Hmm, satu lagi pengetahuanku bertambah. Perbedaan makna keep dan lock dalam dunia entertaint. Oke, akan kuingat!
“Ihhhhhh Douglas!!!” teriak Yuk Rany tiba-tiba saat akhir cerita panjang
lebar Nindika telah selesai. “Kok pasta-nya udah habis??? Aku belum makan sediki
pun lho. Akkkkkhhhhhhh katanya lu kenyang,” rutuk Yuk Rany.
“Kyaaaaaaaaaaaaaaaaaa!!!” Aku mengeluarkan pasta yang tersisa di
ujung-ujung bibir.
Casting Ketiga di Jakarta, 02 Dessember 2015. Woaaaaaahhh
haaayaaaaaaa aku girang banget mirip tante girang, saat mendapat BC casting
iklan yang jaraknya hanya memakan waktu lima belas menit dari kontrakanku jika
jalan kaki. Yahooooo, saatnya meluncur. Dari luar pintu kontrakan, aku jalan
kaki sekitar 300 meter untuk menuju jalan yang dilalui angkot. Sesampainya di sana,
langsung saja melambaikan tangan ke angkot bernomor 16 dan turun di
apartemen Kalibata.
Saat itu pukul tujuh malam. Hati-hati sekali aku melangkahkan kaki ke salah satu kedai kopi di area apartemen. Tanpa terasa kakiku melangkah hingga berhenti di meja yang saat itu sedang diduduki pria. Kami saling memandang.

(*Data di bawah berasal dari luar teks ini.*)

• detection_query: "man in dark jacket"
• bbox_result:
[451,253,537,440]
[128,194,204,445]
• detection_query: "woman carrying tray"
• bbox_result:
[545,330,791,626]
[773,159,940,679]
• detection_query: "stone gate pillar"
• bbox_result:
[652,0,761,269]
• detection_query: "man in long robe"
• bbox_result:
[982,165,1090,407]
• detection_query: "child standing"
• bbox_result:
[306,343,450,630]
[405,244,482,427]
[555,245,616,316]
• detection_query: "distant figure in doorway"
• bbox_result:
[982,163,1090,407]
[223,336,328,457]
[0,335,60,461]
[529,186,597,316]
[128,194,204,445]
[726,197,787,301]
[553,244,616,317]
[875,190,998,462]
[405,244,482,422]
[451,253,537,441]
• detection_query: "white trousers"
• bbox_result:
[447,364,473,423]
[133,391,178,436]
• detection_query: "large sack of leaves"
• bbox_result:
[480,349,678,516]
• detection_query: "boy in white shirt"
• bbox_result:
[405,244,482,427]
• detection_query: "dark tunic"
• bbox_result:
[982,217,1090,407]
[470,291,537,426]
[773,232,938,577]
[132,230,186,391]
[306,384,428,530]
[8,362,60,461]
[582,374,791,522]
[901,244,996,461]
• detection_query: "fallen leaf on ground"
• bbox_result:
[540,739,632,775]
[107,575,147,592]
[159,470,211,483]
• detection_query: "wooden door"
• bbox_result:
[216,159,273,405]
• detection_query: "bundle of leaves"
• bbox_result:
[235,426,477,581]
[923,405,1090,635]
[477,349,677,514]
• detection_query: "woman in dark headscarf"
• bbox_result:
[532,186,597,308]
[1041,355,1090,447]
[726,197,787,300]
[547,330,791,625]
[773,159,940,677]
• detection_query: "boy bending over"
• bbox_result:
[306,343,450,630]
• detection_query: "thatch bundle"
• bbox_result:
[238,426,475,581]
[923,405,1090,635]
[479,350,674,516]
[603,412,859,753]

Yap. Tak salah jika aku menghampiri laki-laki ini, rasanya kami pernah bertemu
sebelumnya.
“Kamu,” ucap kami berbarengan. “Aku?”
ucap kami lagi bersamaan. “Kita?” lagi-lagi kami berucap di waktu yang sama.
“Kamu?” ucap satu suara membuayarkan lamunanku. Ah, itu suara laki-laki
di hadapanku ini.
“Oiiyyaa, mas-nya yang casting salah satu program Net TV kemarin kan?”
dugaanku, yang selanjutnya dijawab anggukan kecil darinya.
“Kiki,” ucap si mas-mas mengulurkan tangan.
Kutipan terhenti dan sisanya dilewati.